Mientras globalistas promovían la intervención del FMI en Argentina, Bolsonaro cuestionaba a las derechas que no apostaban por una profundización capitalista más radical y violenta. Los globalistas asumen la necesidad de «regulaciones ambientales» como las que se promueven en reuniones como la COP-25, cuestión que es mirada con recelo por los fascistas quienes no están dispuestos a inflar un discurso que en definitiva «arruina el negocio» y peor aún, fácilmente puede llegar a cuestionar la legitimidad y viabilidad del capitalismo como un sistema global. Los fascistas promueven el negacionismo ambiental al mismo tiempo que catalogan a los feminismos como «ideologías de género», apuestan por liderazgos autoritarios, que se fortalecen desde la crueldad de la cultura del espectáculo. La señal es clara, «no estamos dispuestos a negociar». Lo anterior contrasta con la actitud globalista, la que se esfuerza por defender la ideología del estado democrático constitucional (fachada de las dictaduras del capital), cuestión que sólo es posible organizando la «alternancia» que permite el «progresismo» (el giro tipo Tony Blair o la deriva de la renovación socialista). Así globalistas acostumbrados a las fiestas de máscaras administran discursos «democráticos» para golpear a China en Hong Kong, discursos de DDHH para vía Informe Bachelet golpear a las izquierdas regionales, discursos tipo capitalismo verde para golpear a Bolsonaro y conseguir un mejor «reparto de la torta» en La Amazonía y de vez en cuando discursos «feministas liberales» como los que representa Hilary Clinton.
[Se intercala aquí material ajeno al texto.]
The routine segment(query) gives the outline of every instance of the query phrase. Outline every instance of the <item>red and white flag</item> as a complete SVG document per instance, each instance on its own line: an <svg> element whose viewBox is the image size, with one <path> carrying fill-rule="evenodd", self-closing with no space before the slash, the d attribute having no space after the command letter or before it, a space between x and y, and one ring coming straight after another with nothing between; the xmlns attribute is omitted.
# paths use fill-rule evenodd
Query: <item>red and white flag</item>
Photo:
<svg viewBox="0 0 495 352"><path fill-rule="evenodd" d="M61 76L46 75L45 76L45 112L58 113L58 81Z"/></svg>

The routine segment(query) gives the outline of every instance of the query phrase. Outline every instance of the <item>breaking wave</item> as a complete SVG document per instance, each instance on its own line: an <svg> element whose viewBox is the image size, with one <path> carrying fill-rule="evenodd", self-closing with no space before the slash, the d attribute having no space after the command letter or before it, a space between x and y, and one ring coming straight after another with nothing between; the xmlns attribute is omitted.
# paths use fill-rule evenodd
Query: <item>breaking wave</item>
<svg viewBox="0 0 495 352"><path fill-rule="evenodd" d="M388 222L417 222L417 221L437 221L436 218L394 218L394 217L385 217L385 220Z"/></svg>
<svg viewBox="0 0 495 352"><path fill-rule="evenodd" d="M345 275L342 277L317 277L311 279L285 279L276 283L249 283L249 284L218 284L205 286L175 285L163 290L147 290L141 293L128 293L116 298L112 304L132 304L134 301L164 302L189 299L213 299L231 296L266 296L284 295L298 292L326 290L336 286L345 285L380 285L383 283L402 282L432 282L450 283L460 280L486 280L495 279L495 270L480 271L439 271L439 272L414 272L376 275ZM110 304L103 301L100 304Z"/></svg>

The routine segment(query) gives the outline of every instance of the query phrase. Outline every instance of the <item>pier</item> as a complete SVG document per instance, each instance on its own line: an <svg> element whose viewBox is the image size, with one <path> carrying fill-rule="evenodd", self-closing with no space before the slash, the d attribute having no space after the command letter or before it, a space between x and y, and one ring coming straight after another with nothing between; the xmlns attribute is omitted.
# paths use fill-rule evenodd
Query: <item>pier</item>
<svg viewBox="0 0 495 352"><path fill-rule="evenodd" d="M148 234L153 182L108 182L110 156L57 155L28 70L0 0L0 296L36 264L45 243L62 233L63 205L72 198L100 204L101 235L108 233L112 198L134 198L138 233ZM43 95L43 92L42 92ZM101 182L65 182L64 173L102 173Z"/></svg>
Lo paradójico es que al momento las posiciones más abiertamente guerreristas son las representadas en el globalismo. Al parecer existiría un cuestionamiento no a la guerra en sí, si no a la estrategia desarrollada por globalistas.

 

Pareciera que esta divergencia se relaciona con distintos cálculos sobre el poderío del gigante asiático. Mientras globalistas apuestan por mantener y actualizar el «orden internacional» como vía para negociar/arrinconar a China, los fascistas en parte dan por perdida esa batalla y se preparan para enfrentar la guerra atrincherándose y construyendo coaliciones entre estados, como en parte ya lo representa la relación Trump-Bolsonaro.

 

¿Podrán los globalistas salvar el planeta? Está claro que no, pero comprender las pugnas imperialistas tras el «capitalismo verde» podría ser de ayuda para reafirmar que el problema es el capitalismo. También para alertar a la militancia anticapitalista frente a los cantos de sirenas que representa el Capitalismo Verde y la estrategia de apostar a regulaciones interestatales para enfrentar el cambio climático. El regulacionismo verde es la forma que adoptan los intereses de los capitalistas Globalistas quienes son los principales responsables del actual desastre ambiental. Si el problema es el capitalismo sólo podrá enfrentarse desde una política continental eco socialista.